Partipilo con i libri su Milano

Io intanto ho ripreso tra le mani “Milano, i venticinque secoli di storia attraverso i suoi personaggi”, i cui i testi, di autori diversi, sono intervallati da bellissime immagini, documenti, mappe, cartoline d’epoca… Mi fa compiere un viaggio nella bellezza di Milano. Sì, la bellezza, al diavolo chi sostiene che la città del Porta non abbia niente a che fare con Firenze o con Roma. Si leggano le pagine di Guido Piovene o di Francesco Ogliari. Il primo diceva che Milano è una città discreta, che non ama mostrare tutto il suo volto. Per esempio, i cortili interni, con i giardini ticchi di semiarchi, fontane, statue, vialetti bordati di fiori policromi… Partipilo ha pubblicato anche un libro su questi giardini, testo di Gigliola Magrini, esperta della materia.

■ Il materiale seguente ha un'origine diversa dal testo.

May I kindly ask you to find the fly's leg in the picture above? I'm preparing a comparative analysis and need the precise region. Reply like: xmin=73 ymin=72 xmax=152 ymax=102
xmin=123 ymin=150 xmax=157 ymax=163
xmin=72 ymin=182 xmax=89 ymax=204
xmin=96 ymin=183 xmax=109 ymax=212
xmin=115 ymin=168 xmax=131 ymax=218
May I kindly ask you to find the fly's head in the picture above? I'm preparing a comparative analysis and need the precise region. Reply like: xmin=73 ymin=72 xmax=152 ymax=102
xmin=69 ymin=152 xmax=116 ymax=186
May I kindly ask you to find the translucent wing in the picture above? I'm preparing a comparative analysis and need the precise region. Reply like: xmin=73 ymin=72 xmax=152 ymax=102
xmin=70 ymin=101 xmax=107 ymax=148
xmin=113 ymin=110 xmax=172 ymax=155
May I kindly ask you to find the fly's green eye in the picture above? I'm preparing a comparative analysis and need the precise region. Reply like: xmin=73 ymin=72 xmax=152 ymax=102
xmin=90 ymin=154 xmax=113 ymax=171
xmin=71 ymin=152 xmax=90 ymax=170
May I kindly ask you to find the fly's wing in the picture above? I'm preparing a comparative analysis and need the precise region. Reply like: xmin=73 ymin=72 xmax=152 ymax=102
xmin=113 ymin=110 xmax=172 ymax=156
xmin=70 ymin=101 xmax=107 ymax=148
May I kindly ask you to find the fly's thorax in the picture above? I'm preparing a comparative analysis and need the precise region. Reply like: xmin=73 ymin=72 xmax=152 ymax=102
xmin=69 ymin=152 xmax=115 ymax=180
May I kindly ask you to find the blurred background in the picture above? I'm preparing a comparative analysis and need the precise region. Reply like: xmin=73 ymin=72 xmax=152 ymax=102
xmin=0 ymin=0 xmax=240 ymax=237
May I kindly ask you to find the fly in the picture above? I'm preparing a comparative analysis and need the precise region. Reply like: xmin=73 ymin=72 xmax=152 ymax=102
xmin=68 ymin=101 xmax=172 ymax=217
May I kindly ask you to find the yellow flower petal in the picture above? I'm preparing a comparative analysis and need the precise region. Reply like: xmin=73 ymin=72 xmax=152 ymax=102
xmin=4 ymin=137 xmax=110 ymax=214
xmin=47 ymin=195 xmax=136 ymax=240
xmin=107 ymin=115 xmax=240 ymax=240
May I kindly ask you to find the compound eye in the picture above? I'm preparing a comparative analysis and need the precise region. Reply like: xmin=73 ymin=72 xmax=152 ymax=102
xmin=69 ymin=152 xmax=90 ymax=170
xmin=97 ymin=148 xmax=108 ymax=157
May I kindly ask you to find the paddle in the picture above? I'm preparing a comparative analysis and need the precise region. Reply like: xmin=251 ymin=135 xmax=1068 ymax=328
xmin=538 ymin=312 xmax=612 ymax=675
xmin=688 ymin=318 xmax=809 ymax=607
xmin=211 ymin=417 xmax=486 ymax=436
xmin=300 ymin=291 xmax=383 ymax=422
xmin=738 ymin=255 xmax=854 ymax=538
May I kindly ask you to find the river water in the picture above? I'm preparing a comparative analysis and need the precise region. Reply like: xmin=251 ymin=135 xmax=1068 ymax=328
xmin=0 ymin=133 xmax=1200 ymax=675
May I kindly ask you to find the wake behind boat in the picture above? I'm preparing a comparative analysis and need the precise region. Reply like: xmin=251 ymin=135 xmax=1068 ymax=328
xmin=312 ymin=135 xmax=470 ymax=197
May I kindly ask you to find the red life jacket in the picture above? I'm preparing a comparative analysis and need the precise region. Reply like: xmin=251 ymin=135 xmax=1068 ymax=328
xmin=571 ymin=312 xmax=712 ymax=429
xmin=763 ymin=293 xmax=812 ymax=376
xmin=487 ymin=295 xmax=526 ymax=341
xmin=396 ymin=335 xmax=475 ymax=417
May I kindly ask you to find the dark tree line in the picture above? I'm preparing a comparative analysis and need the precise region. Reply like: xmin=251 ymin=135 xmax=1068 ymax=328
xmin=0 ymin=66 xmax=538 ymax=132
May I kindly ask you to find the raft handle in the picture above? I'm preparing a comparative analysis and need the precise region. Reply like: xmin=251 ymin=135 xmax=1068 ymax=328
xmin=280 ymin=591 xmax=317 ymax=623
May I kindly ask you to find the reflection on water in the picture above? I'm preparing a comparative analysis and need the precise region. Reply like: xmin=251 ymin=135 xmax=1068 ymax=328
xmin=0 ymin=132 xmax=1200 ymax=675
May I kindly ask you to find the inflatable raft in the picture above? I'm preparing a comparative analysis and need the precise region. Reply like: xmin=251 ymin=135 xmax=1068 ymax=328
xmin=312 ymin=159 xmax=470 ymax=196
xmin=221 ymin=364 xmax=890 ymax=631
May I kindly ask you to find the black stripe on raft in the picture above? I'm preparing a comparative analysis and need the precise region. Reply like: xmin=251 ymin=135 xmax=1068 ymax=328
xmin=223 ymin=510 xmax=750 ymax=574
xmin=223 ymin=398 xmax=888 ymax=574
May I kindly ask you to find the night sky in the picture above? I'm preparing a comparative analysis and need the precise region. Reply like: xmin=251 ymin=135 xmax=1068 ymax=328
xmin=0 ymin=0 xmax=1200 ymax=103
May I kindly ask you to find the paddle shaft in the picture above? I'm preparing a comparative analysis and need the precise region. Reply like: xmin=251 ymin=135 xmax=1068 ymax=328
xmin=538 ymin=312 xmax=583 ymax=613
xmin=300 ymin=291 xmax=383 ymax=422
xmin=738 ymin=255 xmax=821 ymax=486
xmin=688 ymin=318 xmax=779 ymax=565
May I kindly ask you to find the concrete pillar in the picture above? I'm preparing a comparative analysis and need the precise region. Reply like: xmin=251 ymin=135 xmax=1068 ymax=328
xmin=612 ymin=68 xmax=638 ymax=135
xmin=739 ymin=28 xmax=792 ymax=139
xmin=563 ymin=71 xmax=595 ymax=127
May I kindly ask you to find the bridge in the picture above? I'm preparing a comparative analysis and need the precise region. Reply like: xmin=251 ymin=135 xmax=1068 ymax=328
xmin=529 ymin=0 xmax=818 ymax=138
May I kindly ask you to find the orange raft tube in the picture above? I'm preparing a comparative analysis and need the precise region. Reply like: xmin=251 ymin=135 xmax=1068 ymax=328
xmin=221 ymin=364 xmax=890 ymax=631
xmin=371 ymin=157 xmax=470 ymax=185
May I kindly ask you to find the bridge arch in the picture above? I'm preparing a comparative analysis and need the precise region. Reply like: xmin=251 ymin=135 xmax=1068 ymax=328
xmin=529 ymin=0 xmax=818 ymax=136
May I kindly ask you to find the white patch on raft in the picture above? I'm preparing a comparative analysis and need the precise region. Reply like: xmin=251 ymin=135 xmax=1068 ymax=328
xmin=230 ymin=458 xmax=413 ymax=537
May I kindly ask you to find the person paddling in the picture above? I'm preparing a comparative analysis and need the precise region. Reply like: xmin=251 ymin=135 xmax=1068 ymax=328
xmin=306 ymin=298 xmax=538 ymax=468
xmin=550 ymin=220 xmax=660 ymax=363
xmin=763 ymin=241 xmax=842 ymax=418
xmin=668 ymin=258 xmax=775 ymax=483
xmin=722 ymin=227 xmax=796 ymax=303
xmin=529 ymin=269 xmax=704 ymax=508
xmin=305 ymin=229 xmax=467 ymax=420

Anche io sostengo che Milano ha una bellezza dove pochi la vedono: nei giardini pensili; nei cortili, appunto; in piazza Belgioioso; in via Borgonuovo; in via Bigli, dove abitò Eugenio Montale ed ebbe il suo famoso salotto letterario la contessa Clara Maffei... E l’amo, Milano, quasi quanto il mio nido, dove mi piace ritornare, attirato dal profumo di Mare Piccolo, il mare dei poeti Petrosillo, Marturano, Maiorano, Fedele…; e dal fiume Galeso caro a Orazio, Virgilio…
Partipilo l’ha amata, e l’ama, Milano, come ama la sua Bari, e questo amore lo ha espresso nelle stupende pagine dei suoi volumi. Ah, le piazze di Lombardia, con lo stile seducente di Guido Gerosa, anche questo con la Celip.